In der EU werden Medien verboten. In Deutschland wurde das Strafrecht verschärft und damit die Meinungsfreiheit eingeschränkt. Journalisten verlassen wieder einmal das Land. Die deutsche Sorge um die Menschenrechte in anderen geographischen Breiten wirkt vor diesem Hintergrund bestenfalls geheuchelt.
Es gäbe zu Hause genug zu tun. Und nein, es handelt sich hierbei nicht um Whataboutism. Die westlichen Werte haben den Westen längst verlassen. Allerdings würde sich kein deutscher Regierungspolitiker trauen, mit demselben Gestus in Großbritannien oder den USA die Einhaltung der Menschenrechte zu fordern, wie sie es in China, Russland, in Katar und in anderen Ländern des Südens tun. Diesen Mut bringt weder eine Annalena Baerbock noch eine Nancy Faeser auf. Ihr Menschenrechtstheater auf internationaler politischer Bühne ist daher unlauter und verlogen.
Ginge es wirklich um Menschenrechte, dann gäbe es nicht nur unmittelbar vor der eigenen Haustür, sondern auch in der eigenen Wohnung genug zu tun. Die Unterstützung der Ukraine bedeutet die aktive Förderung staatlicher Diskriminierung. Das Verbot russischer Medien, die zunehmende Zensur in Deutschland, die politische Gleichschaltung – all das ist mit dem Auftreten deutscher Politiker im Ausland als selbsternannte moralische Autoritäten nicht vereinbar. Diese Auftritte nimmt daher auch niemand ernst. Die deutsche Dauererregung angesichts des Themas Menschenrechte ist reiner Populismus für das deutsche Publikum und die eigene politische Klientel. Es züchtet dabei ein Überlegenheitsgefühl gegenüber anderen Staaten, dem auf der Faktenebene nichts entspricht.

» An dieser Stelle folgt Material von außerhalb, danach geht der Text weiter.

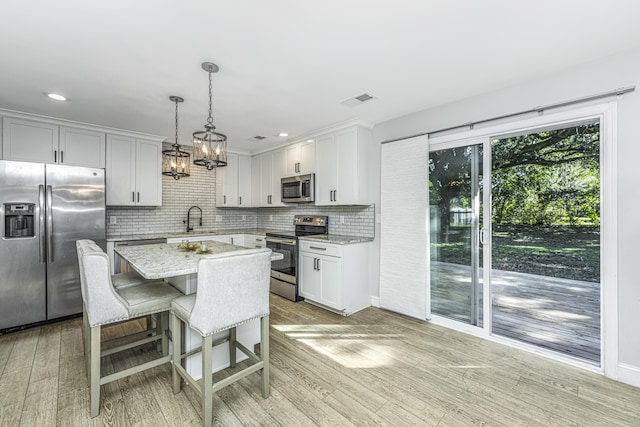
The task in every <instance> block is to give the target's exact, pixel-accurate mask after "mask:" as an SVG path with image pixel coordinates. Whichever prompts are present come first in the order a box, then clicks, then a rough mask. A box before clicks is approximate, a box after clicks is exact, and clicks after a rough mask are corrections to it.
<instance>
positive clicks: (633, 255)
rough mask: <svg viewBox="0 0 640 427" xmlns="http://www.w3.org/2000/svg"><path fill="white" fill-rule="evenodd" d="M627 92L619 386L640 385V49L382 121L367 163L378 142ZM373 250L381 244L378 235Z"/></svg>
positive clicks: (618, 101) (379, 192)
mask: <svg viewBox="0 0 640 427" xmlns="http://www.w3.org/2000/svg"><path fill="white" fill-rule="evenodd" d="M434 66H438V65H437V64H434ZM445 66H446V65H445ZM487 71H488V70H483V72H487ZM489 72H490V70H489ZM626 86H638V90H636V91H635V92H632V93H630V94H627V95H624V96H623V97H622V98H621V99H619V101H618V147H617V150H618V151H617V155H618V159H617V161H618V195H617V196H618V218H617V219H618V229H619V233H618V254H619V257H618V265H617V273H618V308H619V317H618V319H619V334H618V338H619V362H620V363H619V376H620V379H621V380H622V381H625V382H628V383H631V384H634V385H636V386H640V332H639V328H638V325H639V324H640V320H639V319H638V316H639V315H640V274H639V271H638V269H637V265H638V262H639V261H640V249H639V246H640V164H639V162H640V50H634V51H630V52H626V53H624V54H619V55H615V56H611V57H609V58H606V59H604V60H598V61H595V62H592V63H589V64H585V65H583V66H580V67H577V68H574V69H570V70H566V71H564V72H561V73H558V74H555V75H551V76H544V77H543V76H541V78H540V79H538V80H535V81H531V82H529V83H526V84H522V85H519V86H515V87H510V88H506V89H502V90H499V91H495V92H491V93H487V94H484V95H481V96H477V97H474V98H469V99H465V100H461V101H459V102H455V103H452V104H447V105H443V106H440V107H436V108H432V109H429V110H424V111H420V112H416V113H413V114H410V115H407V116H404V117H400V118H397V119H394V120H390V121H388V122H385V123H381V124H379V125H378V126H376V127H375V128H374V145H376V146H375V147H372V150H371V161H372V163H373V164H376V165H379V164H380V146H379V143H380V142H382V141H385V140H388V139H393V138H400V137H404V136H408V135H411V134H415V133H420V132H425V131H429V130H435V129H441V128H445V127H449V126H455V125H459V124H461V123H467V122H470V121H476V120H482V119H485V118H490V117H494V116H500V115H503V114H509V113H513V112H517V111H523V110H528V109H531V108H534V107H537V106H541V105H546V104H552V103H555V102H561V101H566V100H571V99H576V98H581V97H585V96H589V95H593V94H598V93H603V92H608V91H611V90H613V89H617V88H620V87H626ZM372 174H373V176H372V183H375V185H378V191H377V199H376V215H378V214H379V212H380V195H379V193H380V192H379V188H380V187H379V186H380V169H379V168H378V169H377V170H372ZM384 220H389V218H385V219H384ZM377 225H378V224H376V226H377ZM378 232H379V227H376V236H378ZM376 244H377V245H378V246H379V239H378V237H376ZM378 253H379V250H378ZM374 270H375V267H374V266H372V272H371V274H372V276H371V277H372V278H376V277H378V276H379V275H378V273H376V272H375V271H374ZM372 286H374V287H375V285H372ZM372 294H373V295H374V297H375V296H377V295H378V291H377V289H372Z"/></svg>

Es gibt aber, wie bei jeder Form des Populismus, eben auch hier noch eine zweite Seite. Denn mit seiner einseitigen Dauerempörung relativiert Deutschland die Menschenrechte. Der deutsche politisch-mediale Komplex macht sie zum Instrument einer einseitigen, neokolonialen Politik und löst sie damit aus ihrem Universalismus. Ihre Durchsetzung ist nach deutscher Auffassung vor allem in den Staaten des Südens und in jenen Ländern notwendig, mit denen sich Deutschland in einem Systemkonflikt sieht.
Im kollektiven Westen ist die Einhaltung und Durchsetzung der Menschenrechte dagegen vernachlässigbar. Das außenpolitische Handeln Deutschland beschädigt daher den universalen Anspruch und schafft zwei Klassen von Staaten. Den kollektiven Westen einerseits, der das Recht hat, gegen alle Regeln und Rechte zu verstoßen, ohne dafür mit Konsequenzen rechnen zu müssen, und die Staaten außerhalb davon. Gegen sie werden die Menschenrechte instrumentalisiert. Über einen pervertierten Begriff der Menschenrechte wird jede Form westlicher Einmischung und Intervention legitimiert, bis hin zum militärischen Einsatz. Mit diesem spezifisch deutschen Unrecht wird sich die Welt auf Dauer nicht abfinden.